Sous les tropismes du concept
Sous les tropismes du concept
Par Judicaël Lavrador
Publié dans Les enfants du Sabbat 14, Collection mes pas à faire au creux de l'enfer
Coédition Le Creux de l'Enfer, Thiers, École supérieure d'art de Clermont Métropole, École nationale supérieure des beaux-arts de Lyon, 2013
S'il y a un tropisme conceptuel dans l'art contemporain, qui facilite souvent sa caricature en création pure, sans objets en dur, et pleine - trop pleine - d'idées dématérialisées, les œuvres de Maxime Lamarche, elles, rappellent qu'il y a aussi, au même endroit, toute la place pour une intelligence de la main et du bricolage. Laquelle s'applique à l'endroit le plus spectaculaire du divertissement et de la culture : au cinéma et aux objets qu'il met en scène et élève au rang d'objets mythiques.
Parmi eux la voiture, mais pas n'importe laquelle, celle dont Anthony Perkins, tueur psychopathe, doit se débarrasser dans Psychose. La scène est culte : dans les eaux noires d'un étang, la voiture de Marion, la victime, rechigne à couler à pic. Ce suspens, Maxime Lamarche le rejoue et l'étire en longueur avec sa propre héroïne, une automobile, une Ford - comme dans le film -, mise à l'eau dans la Saône au petit matin (Object in mirror are closer than they appear). Dans l'obscurité elle flotte, miraculeusement. Mais le jour se lève et finit par révéler discrètement la supercherie, autrement dit : que la carrosserie a été tranchée longitudinalement, qu'elle repose sur des flotteurs, des fûts, qui la maintiennent à flot comme un radeau. Radeau du cinéma, industrie culturelle dont les plus belles heures sont derrière elle, et puis le radeau de l'industrie automobile, qui boit la tasse en période de crise. La sculpture, (Midnightswim) montrée l'an dernier dans le cadre du "Voyage à Nantes", réactive autant qu'elle bloque l'imaginaire fier et conquérant, motorisé et rutilant, que véhiculait le cinéma durant la période faste des Trentes Glorieuses.
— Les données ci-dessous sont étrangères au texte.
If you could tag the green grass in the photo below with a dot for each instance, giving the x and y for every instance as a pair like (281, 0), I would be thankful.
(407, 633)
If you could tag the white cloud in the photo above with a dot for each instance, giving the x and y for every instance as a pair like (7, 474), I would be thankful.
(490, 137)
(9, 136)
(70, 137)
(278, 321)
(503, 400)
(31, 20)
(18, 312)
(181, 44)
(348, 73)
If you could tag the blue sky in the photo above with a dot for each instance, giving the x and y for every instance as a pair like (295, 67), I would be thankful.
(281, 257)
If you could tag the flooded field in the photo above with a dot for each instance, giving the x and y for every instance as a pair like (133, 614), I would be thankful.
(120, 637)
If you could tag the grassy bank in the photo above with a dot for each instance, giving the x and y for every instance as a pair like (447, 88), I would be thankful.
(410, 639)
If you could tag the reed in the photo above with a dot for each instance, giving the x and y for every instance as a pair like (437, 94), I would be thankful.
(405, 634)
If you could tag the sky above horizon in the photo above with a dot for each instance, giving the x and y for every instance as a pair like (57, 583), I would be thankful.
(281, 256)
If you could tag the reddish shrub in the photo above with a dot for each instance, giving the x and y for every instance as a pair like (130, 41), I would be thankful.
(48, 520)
Il a des ailes, hélas il n'a pas d'hélices - titre emprunté significativement à une réplique de La Grande Vadrouille - cloue au sol le mythe américain de la conquête à cheval mécanique : un moteur de moto - celle que chevauche Tom Cruise dans Top Gun - est encastré dans une armature de groupe électrogène reconstruit. Immobilisée donc, la machine alimente, une fois allumée, un projecteur qui braquera toute sa lumière sur elle et rien que sur elle, cette machine célibataire dont toute la puissante, fumeuse et bruyante énergie ne se dépense qu'en pure perte, qu'en pur narcissisme.
Testarosso est un autre rejeton de cette lignée paradoxale d'objets promis à un voyage fulgurant et réduits à l'immobilité maladroite des empotés. Recouvert d'un rouge Ferrari laqué, brillant, c'est une flying case sur roulettes, une malle lourde et bancale, qui, une fois dépliés ses nombreux rangements, a du mal à supporter son propre poids. Trop illustratif ? Non, car l'objet est aussi une sculpture géométrique qui démantibule et déstructure la forme du tableau selon le procédé de mise à plat des moyens de la peinture qu'opérait Support(s)/Surface(s). Autrement dit, le panneau supérieur de la malle peut s'accrocher au mur où il prend alors l'aspect d'un monochrome rouge, laissant à découvert la sculpture et les illusions qu'elle nourrissait. Pirouette conceptuelle que cette autre suggestion de présentation ? Non plus, car le privilège de ceux, comme Maxime Lamarche, qui fabriquent tout de A à Z, récupèrent des matériaux usagers, greffent des objets sur d'autres, hybrident l'usage qui peut en être fait - même en rêve. C'est leur apanage que de varier les perspectives de lecture de leurs œuvres sans que cela paraisse poussif ou artificiel : le spectateur peut éprouver, toucher, s'essayer à ces dispositifs hybrides.